On 13 April 1919, in Amritsar in the Punjab, British soldiers under the personal command of Brigadier General Reginald (Rex) Dyer, entered the Jallianwala Bagh, a seven-acre former walled garden that had become a dusty recreation ground and public meeting space. It was crowded that day. The usual gatherings to socialise and partake of the street vendor food were swollen due to a festival at the nearby Golden Temple, and by those come to hear an address promoting peaceful protest against British rule.
Political tension was high. The First World War was in the balance, and Indian troops were fighting on the front. Political gatherings had been forbidden, though the prohibition had been sparsely proclaimed. The soldiers did not order the crowd to disperse. They simply opened fire on Dyer’s orders, discharging 1,650 rounds of rifle ammunition in ten minutes of carnage before withdrawing, leaving five to six hundred dead and maybe three times as many wounded.
Eighteen-year-old Udham Singh was in Amritsar that day to do some business for a relative. He had been in the Bagh that morning but had slipped away to do the deal. When he heard the shots ring out, he returned to find his friends dead or dying. He swore revenge on the British Raj, as personified by Rex Dyer and his civilian chief, Lieutenant Governor Sir Michael O’Dwyer.
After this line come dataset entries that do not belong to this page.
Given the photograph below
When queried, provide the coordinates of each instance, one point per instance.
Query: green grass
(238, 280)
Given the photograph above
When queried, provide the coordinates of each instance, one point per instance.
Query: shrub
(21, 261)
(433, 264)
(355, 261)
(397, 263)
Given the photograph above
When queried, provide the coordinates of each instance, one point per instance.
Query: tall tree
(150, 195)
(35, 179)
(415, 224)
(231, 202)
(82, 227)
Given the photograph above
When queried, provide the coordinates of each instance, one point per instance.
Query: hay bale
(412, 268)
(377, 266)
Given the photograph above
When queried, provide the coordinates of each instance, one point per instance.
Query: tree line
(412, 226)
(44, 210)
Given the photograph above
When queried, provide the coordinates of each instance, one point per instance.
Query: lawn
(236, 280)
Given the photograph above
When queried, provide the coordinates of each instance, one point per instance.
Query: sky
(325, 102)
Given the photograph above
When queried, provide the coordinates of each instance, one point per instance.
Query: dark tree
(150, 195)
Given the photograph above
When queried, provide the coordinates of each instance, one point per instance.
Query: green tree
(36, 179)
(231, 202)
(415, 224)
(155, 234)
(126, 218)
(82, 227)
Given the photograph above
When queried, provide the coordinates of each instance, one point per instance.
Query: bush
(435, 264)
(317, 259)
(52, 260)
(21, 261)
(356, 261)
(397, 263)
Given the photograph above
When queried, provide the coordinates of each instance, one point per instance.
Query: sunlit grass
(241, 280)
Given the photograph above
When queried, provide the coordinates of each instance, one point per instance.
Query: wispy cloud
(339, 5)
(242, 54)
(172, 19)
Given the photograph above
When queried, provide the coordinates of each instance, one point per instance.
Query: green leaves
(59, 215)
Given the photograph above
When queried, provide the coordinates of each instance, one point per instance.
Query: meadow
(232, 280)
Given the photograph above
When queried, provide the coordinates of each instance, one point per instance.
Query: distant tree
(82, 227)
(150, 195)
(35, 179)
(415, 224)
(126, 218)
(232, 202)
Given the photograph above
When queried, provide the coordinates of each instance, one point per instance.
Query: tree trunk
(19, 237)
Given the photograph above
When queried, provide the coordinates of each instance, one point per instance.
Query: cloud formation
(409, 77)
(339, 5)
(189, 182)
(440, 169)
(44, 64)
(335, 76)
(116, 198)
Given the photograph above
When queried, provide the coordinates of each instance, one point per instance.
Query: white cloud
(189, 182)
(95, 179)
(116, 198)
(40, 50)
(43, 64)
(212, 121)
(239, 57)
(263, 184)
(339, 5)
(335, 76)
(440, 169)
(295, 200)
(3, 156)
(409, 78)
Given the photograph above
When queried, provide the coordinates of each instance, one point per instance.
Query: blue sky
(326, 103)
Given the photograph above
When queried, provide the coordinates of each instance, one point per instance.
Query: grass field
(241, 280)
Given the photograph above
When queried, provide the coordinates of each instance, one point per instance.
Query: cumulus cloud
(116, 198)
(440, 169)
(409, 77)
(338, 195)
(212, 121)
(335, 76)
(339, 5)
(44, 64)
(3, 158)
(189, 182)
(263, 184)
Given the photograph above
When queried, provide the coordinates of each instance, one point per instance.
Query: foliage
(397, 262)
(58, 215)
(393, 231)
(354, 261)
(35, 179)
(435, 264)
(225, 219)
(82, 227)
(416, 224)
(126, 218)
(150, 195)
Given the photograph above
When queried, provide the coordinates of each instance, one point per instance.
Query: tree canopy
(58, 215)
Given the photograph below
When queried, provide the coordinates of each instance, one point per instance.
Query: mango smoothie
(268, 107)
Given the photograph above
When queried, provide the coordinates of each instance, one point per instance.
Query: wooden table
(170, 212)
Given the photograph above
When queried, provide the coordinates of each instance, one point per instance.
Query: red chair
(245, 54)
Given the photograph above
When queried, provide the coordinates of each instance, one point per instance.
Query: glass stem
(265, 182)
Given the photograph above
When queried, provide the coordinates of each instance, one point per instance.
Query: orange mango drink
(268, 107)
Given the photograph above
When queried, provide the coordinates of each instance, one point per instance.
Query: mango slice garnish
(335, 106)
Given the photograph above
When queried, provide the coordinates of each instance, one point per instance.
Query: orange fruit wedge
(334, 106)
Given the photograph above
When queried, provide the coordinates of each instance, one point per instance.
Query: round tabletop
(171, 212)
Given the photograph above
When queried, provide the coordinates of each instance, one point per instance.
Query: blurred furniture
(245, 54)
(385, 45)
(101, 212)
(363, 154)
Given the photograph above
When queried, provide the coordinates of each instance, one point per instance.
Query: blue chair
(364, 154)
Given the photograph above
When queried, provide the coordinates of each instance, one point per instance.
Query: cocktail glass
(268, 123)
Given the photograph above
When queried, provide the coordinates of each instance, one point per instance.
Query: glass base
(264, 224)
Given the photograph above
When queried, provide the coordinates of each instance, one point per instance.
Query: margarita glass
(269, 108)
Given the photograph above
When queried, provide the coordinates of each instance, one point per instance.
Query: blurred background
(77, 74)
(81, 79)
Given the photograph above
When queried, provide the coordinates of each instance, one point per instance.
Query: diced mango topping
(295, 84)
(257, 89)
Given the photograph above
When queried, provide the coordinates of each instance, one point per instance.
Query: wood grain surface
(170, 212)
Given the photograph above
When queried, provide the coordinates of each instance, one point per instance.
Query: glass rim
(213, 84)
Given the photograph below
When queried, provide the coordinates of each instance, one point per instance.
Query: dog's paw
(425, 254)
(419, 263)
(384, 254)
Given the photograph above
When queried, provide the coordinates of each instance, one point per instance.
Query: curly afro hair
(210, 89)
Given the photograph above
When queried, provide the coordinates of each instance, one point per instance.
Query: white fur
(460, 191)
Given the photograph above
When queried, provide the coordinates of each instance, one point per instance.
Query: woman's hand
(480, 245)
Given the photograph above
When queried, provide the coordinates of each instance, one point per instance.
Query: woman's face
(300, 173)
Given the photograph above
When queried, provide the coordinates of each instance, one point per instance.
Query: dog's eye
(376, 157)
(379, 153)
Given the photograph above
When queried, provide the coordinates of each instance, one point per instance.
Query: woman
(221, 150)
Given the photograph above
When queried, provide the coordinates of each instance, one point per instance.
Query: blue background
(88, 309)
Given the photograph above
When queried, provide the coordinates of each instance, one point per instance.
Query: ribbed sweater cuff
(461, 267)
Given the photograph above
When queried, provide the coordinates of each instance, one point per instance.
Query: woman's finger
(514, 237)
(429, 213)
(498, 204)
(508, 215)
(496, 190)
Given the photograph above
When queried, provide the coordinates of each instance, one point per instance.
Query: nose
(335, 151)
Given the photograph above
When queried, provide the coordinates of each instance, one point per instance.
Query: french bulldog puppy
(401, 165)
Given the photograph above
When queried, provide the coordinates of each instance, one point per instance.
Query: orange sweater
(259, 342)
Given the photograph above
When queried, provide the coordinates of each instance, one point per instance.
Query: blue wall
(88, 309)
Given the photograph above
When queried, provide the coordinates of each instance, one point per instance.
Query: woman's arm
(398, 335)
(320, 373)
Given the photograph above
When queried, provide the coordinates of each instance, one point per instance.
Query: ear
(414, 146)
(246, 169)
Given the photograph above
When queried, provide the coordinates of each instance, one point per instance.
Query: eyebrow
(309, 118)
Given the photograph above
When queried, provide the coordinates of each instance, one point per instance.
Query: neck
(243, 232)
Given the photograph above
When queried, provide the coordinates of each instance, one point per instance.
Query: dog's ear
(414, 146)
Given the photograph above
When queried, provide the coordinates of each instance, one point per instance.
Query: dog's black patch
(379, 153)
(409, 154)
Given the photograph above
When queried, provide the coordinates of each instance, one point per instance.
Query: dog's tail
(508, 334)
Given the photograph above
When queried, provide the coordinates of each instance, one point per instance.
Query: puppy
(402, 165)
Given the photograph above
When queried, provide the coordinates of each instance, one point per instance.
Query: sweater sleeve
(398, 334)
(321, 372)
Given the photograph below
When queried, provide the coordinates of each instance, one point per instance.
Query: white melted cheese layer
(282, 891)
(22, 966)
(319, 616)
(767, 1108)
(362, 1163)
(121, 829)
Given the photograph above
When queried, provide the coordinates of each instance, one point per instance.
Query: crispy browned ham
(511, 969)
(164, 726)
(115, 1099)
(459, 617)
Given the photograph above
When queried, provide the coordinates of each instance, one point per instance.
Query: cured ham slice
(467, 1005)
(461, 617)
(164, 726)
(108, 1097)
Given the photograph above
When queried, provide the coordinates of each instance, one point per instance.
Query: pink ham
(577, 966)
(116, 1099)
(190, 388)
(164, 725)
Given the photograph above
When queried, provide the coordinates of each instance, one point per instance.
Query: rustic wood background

Udham Singh was a low caste orphan with no education or resources, and it took him twenty years, and many false starts, to get himself into a position to carry out his vengeance (though by then one of his targets had already died). He got the other one and willingly paid the price. This is no-spoiler, it is history and is revealed in chapter one - though personally being ignorant of the full story, I would have preferred that reveal to have been held back to the end.
Anita Anand, whose grandfather in similar fashion narrowly escaped the massacre, guides the reader through the history of Indian resistance and suppressed rebellion interweaving the personal stories of Udham Singh, Rex Dyer, and Sir Michael O’Dwyer with the geopolitics spanning the two world wars.
It is a
well-written, interesting, disturbing, and fascinating account of a shameful
colonial episode, not wide enough known. I recommend you read it.